Действительно, в этот момент послышался радостный собачий лай, затем близящиеся шаги, и в комнату вошел Михаил.
Это был парень лет восемнадцати, довольно высокий и сильный для своих лет, но в его неуклюжей фигуре ничто не говорило о свежести и грации юности. Лицо, неправильное и некрасивое в каждой черте, имело не то пугливое, не то мечтательное выражение, что не прибавляло ему привлекательности. Густые белокурые волнистые волосы беспорядочными клочьями нависали на лоб и виски, а из-под них смотрела пара темно-синих глаз, взор которых поражал сонливой мечтательностью и пустотой, как будто у обладателя этих глаз совершенно отсутствовала какая-либо внутренняя жизнь. Его одежда была так же запущена, как и у лесника, и весь вид юноши ни единой черточкой не возбуждал симпатии.
— Ну, приплелся наконец? — грубо встретил его лесник. — Давно пора быть здесь!
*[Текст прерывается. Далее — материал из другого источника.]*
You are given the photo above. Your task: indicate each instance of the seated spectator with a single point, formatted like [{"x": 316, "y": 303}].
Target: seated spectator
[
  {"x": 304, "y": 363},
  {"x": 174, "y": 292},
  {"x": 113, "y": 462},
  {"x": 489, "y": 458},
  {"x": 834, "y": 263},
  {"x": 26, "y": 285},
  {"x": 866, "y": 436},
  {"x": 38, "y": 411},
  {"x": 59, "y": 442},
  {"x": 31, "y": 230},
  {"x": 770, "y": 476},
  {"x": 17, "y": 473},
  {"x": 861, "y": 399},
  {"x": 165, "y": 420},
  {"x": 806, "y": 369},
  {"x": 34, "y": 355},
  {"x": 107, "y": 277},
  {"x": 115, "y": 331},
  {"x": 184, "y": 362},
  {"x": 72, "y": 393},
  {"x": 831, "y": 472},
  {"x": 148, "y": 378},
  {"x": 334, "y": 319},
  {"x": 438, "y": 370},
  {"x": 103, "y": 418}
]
Спал ты, что ли, по дороге?
— Я шел лесом, — сказал Михаил, подходя к священнику, ласково протягивавшему ему руку.
Вольфрам язвительно рассмеялся.
— Ну, не говорил ли я вам, ваше высокопреподобие? Он опять не решился идти деревней, я так и знал! Однако мне пора в заповедный лес, там повалило массу вековых деревьев: адская охота опять пронеслась по лесам.
— То есть, вы хотите сказать, бури последних ночей, Вольфрам?
— Это была адская охота, ваше высокопреподобие! Ведь теперь, к весне, она разъезжает каждую ночь! Позавчера, когда мы в сумерках проходили через лес, привидение пронеслось совсем рядом с нами, и ста шагов не было! Вот-то зашумело и завыло, словно весь ад прорвался! Ну, весь не весь, а значительная часть его тут уже была! Михель, по своей глупости, хотел броситься на них, но я успел схватить его за руку и удержать.